Portrait of Nathaniel, 3rd Baron Crew of Stene, later Lord Bishop of Durham, when a young man, half-length, in a slashed black doublet and a lawn collar

Details
Sir Peter Lely (Westphalia 1618-1680 London)
Portrait of Nathaniel, 3rd Baron Crew of Stene, later Lord Bishop of Durham, when a young man, half-length, in a slashed black doublet and a lawn collar
signed with monogram 'PL' (lower left)
oil on canvas
30 x 25 in. (76.2 x 63.5 cm.)
in a carved and gilded frame
Provenance
Presumably Jemima Crew, the sitter's sister, who married Sir Edward Montagu, 1st Earl of Sandwich, of Hinchingbrooke Castle, and by descent until,
Hinchingbrooke Castle sale, 5 June 1957, where purchased by Roger Warner.
Literature
R.B. Beckett, Lely, London, 1951, p. 42, no. 142, fig. 16, as of circa 1647.
Exhibited
Burlington Fine Arts Club, 1923.
Bath, British Fine Arts Club, Art Treasures Exhibition, 29 May-7 June 1958, no. 340, lent by the Earl of Sandwich.
Special notice
No VAT will be charged on the hammer price, but VAT at 15% will be added to the buyer's premium which is invoiced on a VAT inclusive basis.

Lot Essay

The sitter was the fifth son of John Crew of Stene (1598-1670), Member of Parliament and Speaker of the House of Commons (1623-5), who was elevated to the peerage as Baron Crew of Stene, Northamptonshire, in 1661 following the Restoration. His mother Jemima, his father's second wife, was the daughter and co-heir of Edward Waldegrave, of Lawford Hall, Essex. He was educated at Lincoln College, Oxford, of which he was later a Fellow, and took Holy Orders in 1664 becoming Rector of Lincoln College (1668-72). Crew gained the favour of James, Duke of York, to whom he owed his rapid preferment and was appointed Dean of Chichester (1669-71); Bishop of Oxford (1671-74), and then Bishop of Durham in 1674. In 1676 he was made a Privy Councillor and on the accession of King James II he was appointed Dean of the Chapel Royal in place of Compton, Bishop of London. On King James II's flight he went into hiding but then gave his vote in the Lords for the recognition of William and Mary. He married twice, first Penelope, widow of Sir Hughe Tynte, daughter of Sir Philip Frowde, of Kent, and secondly Dorothy (d. 1715), daughter of Sir William Forster, of Bamburgh Castle, Northumberland. Leaving no children on his death, the Barony became extinct, while the estate of Stene devolved, under the terms of the 2nd Baron's marriage settlement, on Jemima, Duchess of Kent.

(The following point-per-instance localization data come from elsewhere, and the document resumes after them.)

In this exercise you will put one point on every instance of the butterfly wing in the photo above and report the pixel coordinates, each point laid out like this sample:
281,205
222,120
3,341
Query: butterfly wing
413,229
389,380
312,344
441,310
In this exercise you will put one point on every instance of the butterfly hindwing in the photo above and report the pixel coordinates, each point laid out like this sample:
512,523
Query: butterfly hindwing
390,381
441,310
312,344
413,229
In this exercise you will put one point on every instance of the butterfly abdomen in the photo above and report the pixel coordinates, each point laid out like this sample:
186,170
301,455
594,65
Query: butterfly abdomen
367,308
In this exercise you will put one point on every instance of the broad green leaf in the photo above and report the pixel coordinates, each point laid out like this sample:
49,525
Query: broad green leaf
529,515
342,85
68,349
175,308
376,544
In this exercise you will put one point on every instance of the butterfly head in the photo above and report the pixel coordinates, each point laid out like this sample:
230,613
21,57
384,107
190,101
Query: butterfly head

This portrait, which would appear to date from the early 1650s is characteristic of Lely's early portraiture. Lely executed a number of portraits of members of the Crew family including portraits of the sitter's brothers Thomas, 2nd Baron Crew and the Hon. Samuel Crew. The Crew family was connected to the Earls of Sandwich through the marriage of Jemima, daughter of John, Baron Crew, to Sir Edward Montagu, 1st Earl of Sandwich, K.G. (1625-1672) in 1642.